驚いてはいたが、最初のうちはおとなしく聞いていたニーナがさすがにタルモが疑われていると知ると
「バッカじゃないの!?……ちょっと待ってて。わたし、中に入ってたしかめてくる」
言うが早いか、ニーナは家畜を置いて屋敷の中に飛び込んでいった。
屋敷の中でニーナの叫び声が聞こえる。だが、反応らしいものはかえってきていないみたいだ。しばらくすると屋敷の扉が開いて彼女が出てくると今度は庭の方に走っていった。
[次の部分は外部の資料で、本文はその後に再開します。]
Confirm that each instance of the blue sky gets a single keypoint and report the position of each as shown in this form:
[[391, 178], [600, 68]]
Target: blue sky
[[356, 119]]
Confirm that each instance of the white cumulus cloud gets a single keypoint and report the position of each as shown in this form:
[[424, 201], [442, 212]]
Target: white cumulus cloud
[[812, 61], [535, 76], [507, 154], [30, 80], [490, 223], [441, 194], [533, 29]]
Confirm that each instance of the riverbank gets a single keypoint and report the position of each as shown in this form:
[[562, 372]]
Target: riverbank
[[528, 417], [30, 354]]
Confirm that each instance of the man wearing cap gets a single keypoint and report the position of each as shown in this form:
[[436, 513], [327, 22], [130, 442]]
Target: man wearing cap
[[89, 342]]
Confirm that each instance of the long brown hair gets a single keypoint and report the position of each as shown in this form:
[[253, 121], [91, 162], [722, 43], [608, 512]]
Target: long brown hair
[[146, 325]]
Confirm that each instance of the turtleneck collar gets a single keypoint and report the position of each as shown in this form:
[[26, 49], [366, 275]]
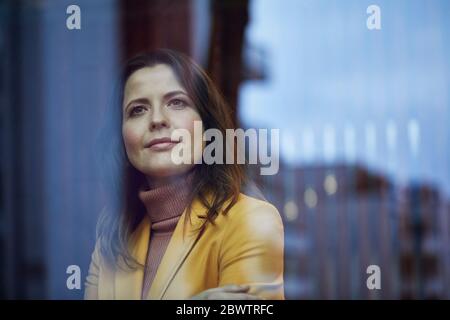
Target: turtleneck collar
[[165, 204]]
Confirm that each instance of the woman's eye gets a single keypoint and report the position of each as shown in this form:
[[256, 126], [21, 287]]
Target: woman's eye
[[137, 110], [177, 103]]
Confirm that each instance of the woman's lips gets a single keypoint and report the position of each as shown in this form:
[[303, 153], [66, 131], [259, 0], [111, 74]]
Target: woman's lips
[[162, 146]]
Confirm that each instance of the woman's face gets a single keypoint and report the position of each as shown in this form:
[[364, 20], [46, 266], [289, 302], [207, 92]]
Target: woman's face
[[155, 104]]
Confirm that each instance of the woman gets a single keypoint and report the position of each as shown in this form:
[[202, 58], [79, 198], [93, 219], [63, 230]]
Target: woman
[[179, 231]]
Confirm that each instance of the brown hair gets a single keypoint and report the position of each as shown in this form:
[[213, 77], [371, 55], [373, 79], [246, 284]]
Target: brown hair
[[124, 210]]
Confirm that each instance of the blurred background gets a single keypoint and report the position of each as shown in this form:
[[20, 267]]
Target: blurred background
[[363, 115]]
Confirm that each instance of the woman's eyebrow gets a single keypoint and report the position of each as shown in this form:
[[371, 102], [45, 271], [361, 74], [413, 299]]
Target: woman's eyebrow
[[166, 96], [138, 100], [170, 94]]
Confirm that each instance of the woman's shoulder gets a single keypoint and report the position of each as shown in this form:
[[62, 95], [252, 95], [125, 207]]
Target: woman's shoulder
[[252, 211]]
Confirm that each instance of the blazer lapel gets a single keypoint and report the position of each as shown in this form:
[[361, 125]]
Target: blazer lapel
[[128, 283], [179, 247]]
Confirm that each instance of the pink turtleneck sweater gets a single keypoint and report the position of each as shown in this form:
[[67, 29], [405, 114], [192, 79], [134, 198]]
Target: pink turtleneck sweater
[[164, 206]]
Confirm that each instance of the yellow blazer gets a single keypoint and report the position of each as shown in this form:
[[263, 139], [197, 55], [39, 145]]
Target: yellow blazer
[[243, 247]]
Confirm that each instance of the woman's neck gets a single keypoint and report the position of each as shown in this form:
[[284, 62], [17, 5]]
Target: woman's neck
[[157, 182]]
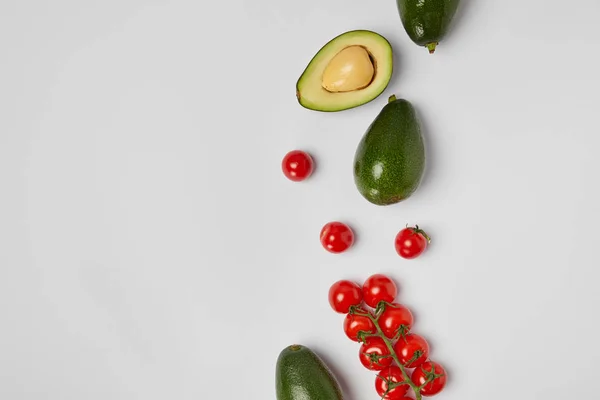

庭に向かってから一分ほどして、トボトボと歩いて戻ってきた。彼女は首を振りながら、
「だめ……人っ子一人いない。ヴァルヴィオ様もアキラもリオンも。タケルとトピも見当たらない」
報告してくれた。
「この屋敷には他に人が住んでないの?」
俺がそう訊くと
「……そう言えばわたし以外の使用人にもなにか用事を言い付けていたと思う。何人か朝早くに出かけて行ってたから。でも、なんで?」
頭をかかえる。俺は
「……理由は分からないけど、屋敷を空にして、町から男を追い出さなくちゃいけない理由があるんだ。体の弱いリオンさんまで連れ出さなくちゃいけない理由が」
とだけ答えた。
「どんな理由があるか知らないけど、父さんを誘拐犯にしていいわけないでしょう。もし、男たちが父さんを見つけたらなにをされるかわからないわ」
「それは大丈夫だと思う。タルモさんを疑っているっていうことは俺にだけしか言ってないから」
それにしてもいったいなにをしようとしてるんだ?今、この町は女、子どもしかいない。こんな時に外から……。